I've written a simple Python script that monitors the number of file descriptors on a Red Hat system.
When comparing to the lsof
command I get two different results.
Broken down to it's core, the script does this:
import psutil
p = psutil.Process(PID)
print(p.num_fds())
Currently num_fds()
reports 60 open file descriptors.
While for the same PID the result of lsof -p PID | wc -l
yields 167.
Where is this discrepandy coming from?
My understanding was that both, num_fds()
and lsof
, both report the same file descriptors, including open file handles, sockets, pipes, etc.
Small background: some processes seem to open sockets and/or file handles without closing them ever again. Thus after a longer period of time the process reaches it's limit of file descriptors and crashes. This tool is intended to monitor this process wether the number of file desriptors is constantly rising.
Looking at psutil source in GitHub, the implementation of this method is:
def num_fds(self):
return len(os.listdir("%s/%s/fd" % (self._procfs_path, self.pid)))
So it's just counting the number of file descriptors listed in /proc/pid or an equivalent location.

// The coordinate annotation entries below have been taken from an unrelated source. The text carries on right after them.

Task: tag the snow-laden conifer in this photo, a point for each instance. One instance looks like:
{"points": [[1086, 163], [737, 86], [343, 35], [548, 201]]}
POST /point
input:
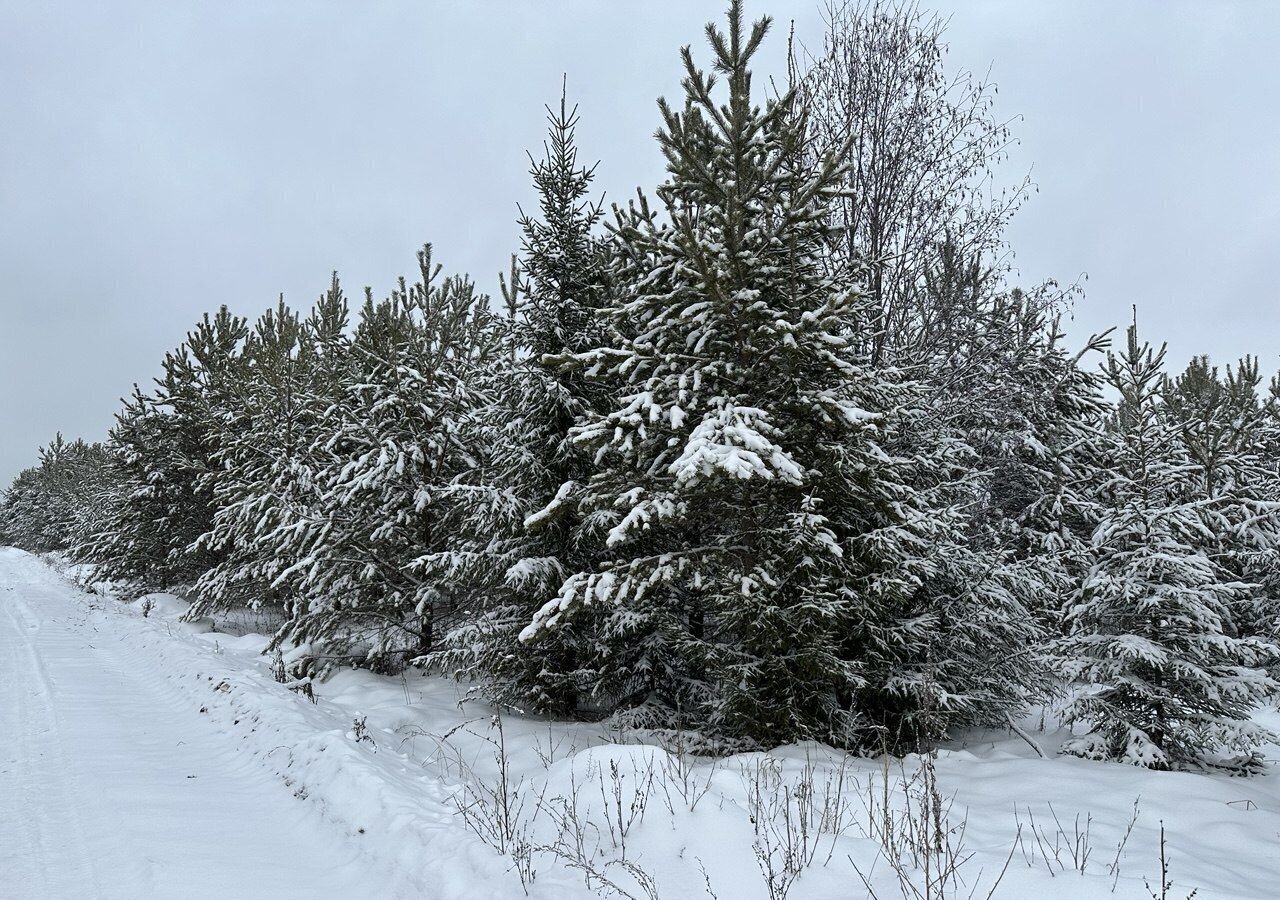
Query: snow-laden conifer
{"points": [[1164, 681], [784, 524]]}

Looking at my current process on a Red Hat server, the pid directory contains 5 file descriptors; but lsof
reports 19 open files. Looking at the full lsof
output, the difference is that it lists things that don't appear to be associated with numeric file descriptors. The lsof
man page describes:
FD is the File Descriptor number of the file or:
cwd current working directory;
Lnn library references (AIX);
err FD information error (see NAME column);
jld jail directory (FreeBSD);
ltx shared library text (code and data);
Mxx hex memory-mapped type number xx.
m86 DOS Merge mapped file;
mem memory-mapped file;
mmap memory-mapped device;
pd parent directory;
rtd root directory;
tr kernel trace file (OpenBSD);
txt program text (code and data);
v86 VP/ix mapped file;
So, the discrepancy is because lsof
includes a variety of "open files" that are not actually mapped to file descriptors.